TCCS schooled in the great outdoors

Photo submitted to Times Observer TCCS Students at the recent expeditionary project on Camping and the Great Outdoors.

From learning about the history of Tidioute to the long-term impacts of garbage and getting some of that garbage out of the Allegheny River, there are many different aspects to the Tidioute Community Charter School expeditionary project — Camping and the Great Outdoors.

“We are exploring our local region and teaching students about life skills,” Officer Manager Heath Cass said. “Some of our projects are map reading, geocaching, forest fire safety, survival skills, catch and release of local wildlife, first aid and purifying water.

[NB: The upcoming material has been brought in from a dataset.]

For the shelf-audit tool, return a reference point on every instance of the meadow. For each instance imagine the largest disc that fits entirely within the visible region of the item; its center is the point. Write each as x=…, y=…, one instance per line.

Students will learn through projects, stories, and statistical data in the outdoors.”

Guest speakers at a recent event in the expeditionary project included Game Warden Matt Savinda, Field Forester Shane Brenneman, and Regional Wildlife Diversity Biologist Stacy Wolbert, all of the Pennsylvania Game Commission, U.S. Army Corps of Engineers Tionesta Dam Park Ranger Dalton Silvis, and Carly Moore of Chapman State Park.

Brenneman introduced information about fires and firefighting on a forest.

“We learned about how the Pennsylvania Game commission fights forest fires and takes care of our forests,” Cass said. “Students got to view some of the equipment used by them to keep our woods healthy and safe.”

Photo submitted to Times Observer Game Warden Matt Savinda speaks at the recent TCCS expeditionary project.

Savinda showed students how to build a shelter out of a tarp and other supplies in the absence of a tent and otherwise more comfortably spend time in the wild without commercial comforts.

Third grader Parker Robertson enjoyed learning about making a bed out of sticks.

“I loved learning how to survive in the wild,” third grader Ethan Patterson said.

Wolbert introduced students to the sounds made by animals in the region. She also brought pelts of different animals that the students could see and touch — Wyatt Birt-Nash’s favorite part.

Students learned about water safety, including personal flotation devices, from Silvis.

Photo submitted to Times Observer Regional Wildlife Diversity Biologist Stacy Wolbert, speaks at the recent TCCS expeditionary project.

“I like that we tried on life jackets to see what size fits,” Adriana Walters said.

Many students, like Carl Durlin, were not aware how long daily garbage hangs around in the environment.

From Moore, “students learned about keeping our environment clean,” Cass said. “They discussed leaving no trace and cleaning up all garbage in their area when camping. They also played a matching game to learn how long things take to disintegrate in nature.”

“I was surprised at how long it takes for garbage to disintegrate,” Durlin said.

The school wrapped up that expeditionary project on Friday with a bonfire.

Future projects will include world holidays, weather forecasting, budgeting and entrepreneurship, and a college, career, and military fair.